Diego las observó como un gato a dos suculentos ratones. Hubo algo que lo obligó a desistir, como la repentina certeza de que no tenía la más mínima oportunidad… porque volvió a concentrarse en el jugo de naranja.
Sebastián pensó que las recién llegadas parecían púberes hormonalmente descontroladas. Sin embargo, de haber mantenido la boca cerrada, aparentarían unos veintipico, igual que Ella.
Diego comenzó a contarle sobre sus exámenes. Él, mientras asentía, intentaba captar la conversación que se desarrollaba en la mesa contigua.
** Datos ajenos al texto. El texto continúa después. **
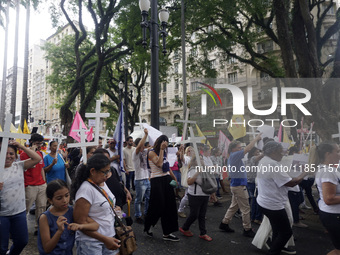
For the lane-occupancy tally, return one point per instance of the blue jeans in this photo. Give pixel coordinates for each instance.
(143, 188)
(130, 178)
(255, 213)
(16, 225)
(93, 248)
Hablaban de hombres, fines de semana, planes y deseos sexuales. Lu no participaba, sólo escuchaba con atención. Una de ellas describía con detalle la fisonomía y anatomía de un casi desconocido que la enloquecía. Estaba decidida a llevárselo a la cama. Lo había visto tres o cuatro veces en un pub y aseguraba que por su forma de mirarla ya lo tenía bajo las sábanas.
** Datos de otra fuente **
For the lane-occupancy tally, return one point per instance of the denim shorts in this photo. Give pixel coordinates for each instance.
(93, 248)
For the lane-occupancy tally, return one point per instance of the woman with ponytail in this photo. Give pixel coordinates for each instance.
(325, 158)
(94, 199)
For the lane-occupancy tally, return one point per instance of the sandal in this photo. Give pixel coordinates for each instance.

Ahora Diego se quejaba de su mala suerte con las mujeres.
Los dos pares de ávidos ojos femeninos se clavaron en Ella, interrogándola.
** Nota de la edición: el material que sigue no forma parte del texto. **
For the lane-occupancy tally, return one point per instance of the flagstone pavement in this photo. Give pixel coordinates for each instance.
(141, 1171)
– ¿Y vos, Lu? ¿Tenés novio?
Sebastián apretó los dientes, pero Ella negó con la cabeza, masticando una papa frita.
– Ah, entonces imagino que debés estar ansiosa por la llegada del finde, ¿no? Así podés enganchar a un tipo que te caliente la cama… –ambas rieron, cómplices.
Ella ni siquiera sonrió.
– La verdad que no. –dijo con voz clara y suave, pese a su gravedad –No estoy tan desesperada. Además ese tipo de relación no me sirve. No me gusta que me seduzcan, y siento que la atracción desenfrenada se consume como un fósforo que trataras de comerte y saborear... No, la verdad que no…- repitió.
Su mirada se cruzó con la de Sebastián, que la observaba directo a los ojos con profundo respeto. Ella le sonrió.

Y, por primera vez; él, sin bajar la vista, le devolvió la sonrisa.